Worker-Killing Regulatory Delays

April 28 marked Workers’ Memorial Day, a day set aside to honor and remember workers who have been killed on the job. The majority of these deaths are the result of inadequate health and safety standards on the job or inadequate enforcement of the worker safety standards that do exist. It’s time for our elected and appointed officials to recognize that delaying workplace health and safety protections can have deadly consequences.

The history of the Occupational Safety and Health Administration's (OSHA) ongoing struggle to protect workers from exposure to silica dust – the most common component in sand – illustrates this problem. Silica has been known to cause chronic, life-threatening scarring of the lungs since ancient times through a disease known as silicosis. At least 1.7 million U.S. workers are exposed to breathable crystalline silica in a variety of industries and occupations, including construction, sandblasting, and mining. In 2007, the National Institute of Occupational Safety and Health (NIOSH) – the national research institution dedicated to studying worker safety – estimated that 123 workers died that year from silicosis. Public health experts estimate that there are 15 to 30 new cases of silicosis for every reported silicosis death, or 1,800 to 3,600 newly diagnosed cases of silicosis each year.
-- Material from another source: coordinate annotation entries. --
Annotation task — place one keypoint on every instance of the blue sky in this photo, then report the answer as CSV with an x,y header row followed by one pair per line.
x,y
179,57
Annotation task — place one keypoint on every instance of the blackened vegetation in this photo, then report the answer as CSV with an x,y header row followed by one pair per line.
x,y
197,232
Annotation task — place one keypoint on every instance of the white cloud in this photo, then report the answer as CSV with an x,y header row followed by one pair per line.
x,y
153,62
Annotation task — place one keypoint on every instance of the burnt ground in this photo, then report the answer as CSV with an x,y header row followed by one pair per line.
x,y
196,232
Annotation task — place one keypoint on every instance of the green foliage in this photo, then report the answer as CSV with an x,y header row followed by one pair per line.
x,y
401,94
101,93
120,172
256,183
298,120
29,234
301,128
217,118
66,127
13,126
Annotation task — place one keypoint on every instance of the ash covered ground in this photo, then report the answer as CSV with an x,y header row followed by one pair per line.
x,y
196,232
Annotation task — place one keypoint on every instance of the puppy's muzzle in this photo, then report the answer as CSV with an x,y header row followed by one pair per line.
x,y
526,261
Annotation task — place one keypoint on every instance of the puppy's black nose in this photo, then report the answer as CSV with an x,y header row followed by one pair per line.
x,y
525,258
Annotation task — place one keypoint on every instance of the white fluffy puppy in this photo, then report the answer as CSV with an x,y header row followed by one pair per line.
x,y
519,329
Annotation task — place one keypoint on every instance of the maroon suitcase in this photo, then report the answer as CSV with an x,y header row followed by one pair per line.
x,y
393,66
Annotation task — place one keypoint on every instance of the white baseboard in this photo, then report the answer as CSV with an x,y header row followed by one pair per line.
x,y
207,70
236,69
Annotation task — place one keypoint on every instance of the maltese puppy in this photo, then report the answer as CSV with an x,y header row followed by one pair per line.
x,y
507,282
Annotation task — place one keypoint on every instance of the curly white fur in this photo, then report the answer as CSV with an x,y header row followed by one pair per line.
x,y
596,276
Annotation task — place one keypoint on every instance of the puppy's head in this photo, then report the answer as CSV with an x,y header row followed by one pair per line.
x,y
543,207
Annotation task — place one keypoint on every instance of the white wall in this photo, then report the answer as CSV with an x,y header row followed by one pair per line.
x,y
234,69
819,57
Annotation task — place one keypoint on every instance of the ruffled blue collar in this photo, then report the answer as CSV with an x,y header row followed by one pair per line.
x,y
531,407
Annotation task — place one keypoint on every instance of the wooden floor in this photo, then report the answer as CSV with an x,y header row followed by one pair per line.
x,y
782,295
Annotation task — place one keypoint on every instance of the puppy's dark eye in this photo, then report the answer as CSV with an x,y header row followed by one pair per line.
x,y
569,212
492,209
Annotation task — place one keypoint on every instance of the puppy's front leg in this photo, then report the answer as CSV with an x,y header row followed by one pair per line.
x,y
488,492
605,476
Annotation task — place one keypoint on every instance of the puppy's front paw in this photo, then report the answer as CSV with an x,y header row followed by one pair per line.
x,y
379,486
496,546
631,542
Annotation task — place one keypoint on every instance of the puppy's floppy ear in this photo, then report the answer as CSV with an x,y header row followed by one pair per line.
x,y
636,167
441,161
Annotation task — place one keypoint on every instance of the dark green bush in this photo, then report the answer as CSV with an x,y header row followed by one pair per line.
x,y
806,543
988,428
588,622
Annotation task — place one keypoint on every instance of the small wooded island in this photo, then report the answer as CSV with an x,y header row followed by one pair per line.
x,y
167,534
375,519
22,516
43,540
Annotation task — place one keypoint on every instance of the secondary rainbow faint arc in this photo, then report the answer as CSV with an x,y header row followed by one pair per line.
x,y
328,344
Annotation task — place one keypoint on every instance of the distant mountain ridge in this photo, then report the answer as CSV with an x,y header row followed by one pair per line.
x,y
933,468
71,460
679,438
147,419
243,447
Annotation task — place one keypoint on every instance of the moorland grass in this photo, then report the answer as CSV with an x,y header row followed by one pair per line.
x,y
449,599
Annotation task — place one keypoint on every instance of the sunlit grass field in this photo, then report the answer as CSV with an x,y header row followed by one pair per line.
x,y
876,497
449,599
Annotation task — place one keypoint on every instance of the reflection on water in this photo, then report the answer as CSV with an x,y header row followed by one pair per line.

Scores more workers die from silica-induced lung cancer annually.

The current workplace limit for silica exposure was adopted by OSHA in 1972, based on a consensus standard agreed to in 1968. The standard relies on a complicated formula based on the amount of quartz present in the material being sampled. In the construction industry, the sampling equipment needed to measure compliance with the standards no longer exists – that’s how outdated the standard is. The current standard does not require that employers train workers about the hazards of silica or offer exposed workers medical exams to see if they are ill. A new OSHA standard is woefully overdue.

Since OSHA adopted its standard in 1972, the International Agency for Research on Cancer (IARC) and the National Toxicology Program (NTP) have both listed silica as a known human carcinogen (a substance that causes cancer), heightening concern about the health effects of workplace exposure.
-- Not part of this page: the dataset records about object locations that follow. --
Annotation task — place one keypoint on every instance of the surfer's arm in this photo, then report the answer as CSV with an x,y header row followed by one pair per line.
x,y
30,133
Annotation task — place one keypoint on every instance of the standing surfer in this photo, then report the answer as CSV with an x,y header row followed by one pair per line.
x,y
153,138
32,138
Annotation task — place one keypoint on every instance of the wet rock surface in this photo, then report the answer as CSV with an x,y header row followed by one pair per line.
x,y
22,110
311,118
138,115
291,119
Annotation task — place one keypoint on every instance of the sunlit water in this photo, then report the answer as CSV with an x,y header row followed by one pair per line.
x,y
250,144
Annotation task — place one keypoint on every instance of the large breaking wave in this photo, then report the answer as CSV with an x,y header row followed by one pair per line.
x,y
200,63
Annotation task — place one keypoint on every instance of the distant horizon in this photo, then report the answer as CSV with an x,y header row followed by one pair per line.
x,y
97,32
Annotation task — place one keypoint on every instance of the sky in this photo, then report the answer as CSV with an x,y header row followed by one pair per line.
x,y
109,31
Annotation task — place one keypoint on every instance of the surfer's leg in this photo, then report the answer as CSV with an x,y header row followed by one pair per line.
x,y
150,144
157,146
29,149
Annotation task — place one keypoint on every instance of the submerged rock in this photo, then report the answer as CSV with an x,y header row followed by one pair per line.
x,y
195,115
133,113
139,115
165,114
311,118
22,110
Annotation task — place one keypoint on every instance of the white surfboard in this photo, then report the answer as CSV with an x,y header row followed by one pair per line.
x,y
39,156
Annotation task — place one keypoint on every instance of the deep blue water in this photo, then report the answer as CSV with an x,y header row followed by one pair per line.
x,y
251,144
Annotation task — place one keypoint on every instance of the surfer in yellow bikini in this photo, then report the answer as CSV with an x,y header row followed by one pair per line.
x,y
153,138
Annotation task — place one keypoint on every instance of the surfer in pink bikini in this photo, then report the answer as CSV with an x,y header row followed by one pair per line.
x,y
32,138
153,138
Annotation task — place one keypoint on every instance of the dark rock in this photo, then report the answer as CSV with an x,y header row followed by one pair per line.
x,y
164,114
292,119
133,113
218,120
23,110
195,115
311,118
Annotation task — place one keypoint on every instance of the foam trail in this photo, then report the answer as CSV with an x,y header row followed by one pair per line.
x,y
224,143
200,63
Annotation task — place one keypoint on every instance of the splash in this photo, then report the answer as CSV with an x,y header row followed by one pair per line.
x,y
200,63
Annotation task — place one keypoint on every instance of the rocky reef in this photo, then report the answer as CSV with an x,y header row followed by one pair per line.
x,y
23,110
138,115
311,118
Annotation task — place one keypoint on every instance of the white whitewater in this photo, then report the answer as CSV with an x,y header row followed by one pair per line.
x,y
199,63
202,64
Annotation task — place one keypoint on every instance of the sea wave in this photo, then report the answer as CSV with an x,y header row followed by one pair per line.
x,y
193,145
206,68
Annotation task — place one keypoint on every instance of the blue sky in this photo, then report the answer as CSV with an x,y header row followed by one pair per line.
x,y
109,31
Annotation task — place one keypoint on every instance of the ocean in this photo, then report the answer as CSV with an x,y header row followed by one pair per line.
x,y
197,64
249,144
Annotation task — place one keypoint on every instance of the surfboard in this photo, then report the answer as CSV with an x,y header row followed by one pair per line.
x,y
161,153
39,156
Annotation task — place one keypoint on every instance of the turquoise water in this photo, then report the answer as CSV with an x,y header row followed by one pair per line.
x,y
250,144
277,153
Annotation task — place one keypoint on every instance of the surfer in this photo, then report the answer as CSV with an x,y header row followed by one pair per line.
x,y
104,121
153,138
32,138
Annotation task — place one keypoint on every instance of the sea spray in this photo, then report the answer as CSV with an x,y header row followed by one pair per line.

Despite this widespread recognition among scientists that silica exposure can be deadly, over 38 years have passed since OSHA first announced its intent to protect workers from silica. Unfortunately, the unwavering opposition of industry, interference by the Office of Management and Budget (OMB) in OSHA rulemaking, changing priorities, and the agency's own inertia have blocked any forward motion.

NIOSH recommended that OSHA reduce worker exposure to silica in 1974. OSHA responded by publishing an Advanced Notice of Proposed Rulemaking that same year. Then nothing happened for two decades, even as scientists confirmed that silica exposure causes lung cancer. Under President Clinton, OSHA indicated that setting a silica standard would be part of its regulatory agenda in 1997. Nothing moved. The Bush administration designated silica regulation a high priority in 2002 and conducted small business review panels the following year. Then nothing happened for several more years. Finally, the Obama administration re-designated silica regulation a high priority and completed a draft proposed rule in 2010, which it forwarded to OMB's Office of Information and Regulatory Affairs (OIRA) for review in February 2011.

Under Executive Order 12866, OIRA review should take no longer than 120 days. But 14 months later, OIRA has not acted on the proposal, leaving it stuck in regulatory limbo. OIRA has not returned the proposal to OSHA, an action which would effectively kill the rule, nor has it released the proposal so OSHA can publish it in the Federal Register and begin public hearings. Since it began reviewing OSHA’s proposal, OIRA has had eight meetings with outside groups about the proposal: six times with industry representatives but only once with labor and once with medical experts. We don’t know what was discussed at these meetings because OIRA doesn’t disclose the substance of what was discussed. The last publicly disclosed meeting OIRA held on the silica rule was in August 2011 – over eight months ago.

Why the delay? OSHA’s proposal mandates reductions in silica exposure to the level NIOSH recommended in 1974. This limit can be complied with using readily available technology. In fact, Tom Ward, a bricklayer whose father died of silicosis at age 39, testified before the U.S. Senate Committee on Health, Education, Labor and Pensions last month that at most jobs, the standard could be met by simply spraying water to minimize how much silica dust becomes airborne.

OSHA estimates that the reduction in silica exposure it is proposing will prevent 60 deaths each year. This means that during the 38 years that this rule has been delayed, more than 2,200 workers died needlessly. How can industry oppose a standard that has already cost 2,200 lives? The evidence is clear: the failure to regulate kills workers.